Azid Allan, a HR manager with Sakura Ferroalloys, spoke with SarawakYES! recently and provided some insightful tips for young people in Sarawak on how to best prepare themselves for their career.
Q: Please introduce yourself and describe briefly what your company does.
A: My name is Azid Allan. I’m the HR manager for Sakura Ferroalloys, which is a Samalaju-based company. We are constructing two furnaces at the moment to be ready for commission some time in October this year. Fingers crossed. We produce ferro-manganese alloy, which will be used in the steel industry, mostly. Personally, I have 13 years of experience in oil and gas, including eight years of experience with Shell, and prior to that I was with Exxon-Mobil. But now I have jumped into a different industry at Samalaju.
Q: What do you look for in an ideal employee?

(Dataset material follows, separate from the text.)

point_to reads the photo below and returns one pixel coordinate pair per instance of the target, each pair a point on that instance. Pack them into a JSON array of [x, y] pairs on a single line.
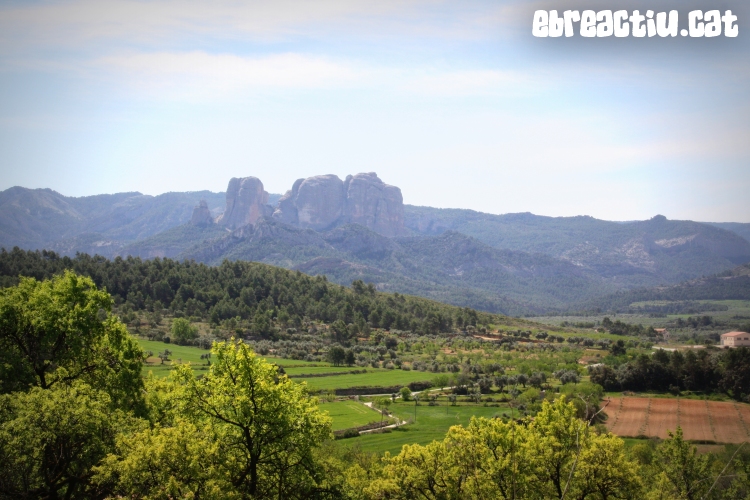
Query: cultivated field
[[339, 377], [373, 377], [347, 414], [432, 423], [700, 420]]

A: OK, in an ideal employee it depends on the level. But obviously we look at qualifications … we look for people with experience, but we know that’s a bit scarce. If we look at the situation here at the moment, we have a shortage of supply compared to demand. So we want to find people who can drive themselves, motivate themselves. If you give them the opportunity and they grab it, they will take that opportunity to develop themselves without us telling them that this is how you should develop. What we’ll do is provide the opportunity to develop, but they need to want it. So we look for people with drive, especially. Drive, and the technical know-how, of course.
Q: What’s a good tip for a job seeker looking to work for your company?
A: For job seekers … first is your CV. When it comes to your CV, I’ve seen a lot of people apply for 300 jobs. Three hundred jobs with the same CV, with the same cover letter, just changing the names. Sometimes, they miss something and they actually apply for the same kind of job with a different company but send it to our inbox. So that’s not good. So what job seekers need to do is basically customise their application to the specific job and to the specific company. And share your cover letter, in terms of your experience related to the job.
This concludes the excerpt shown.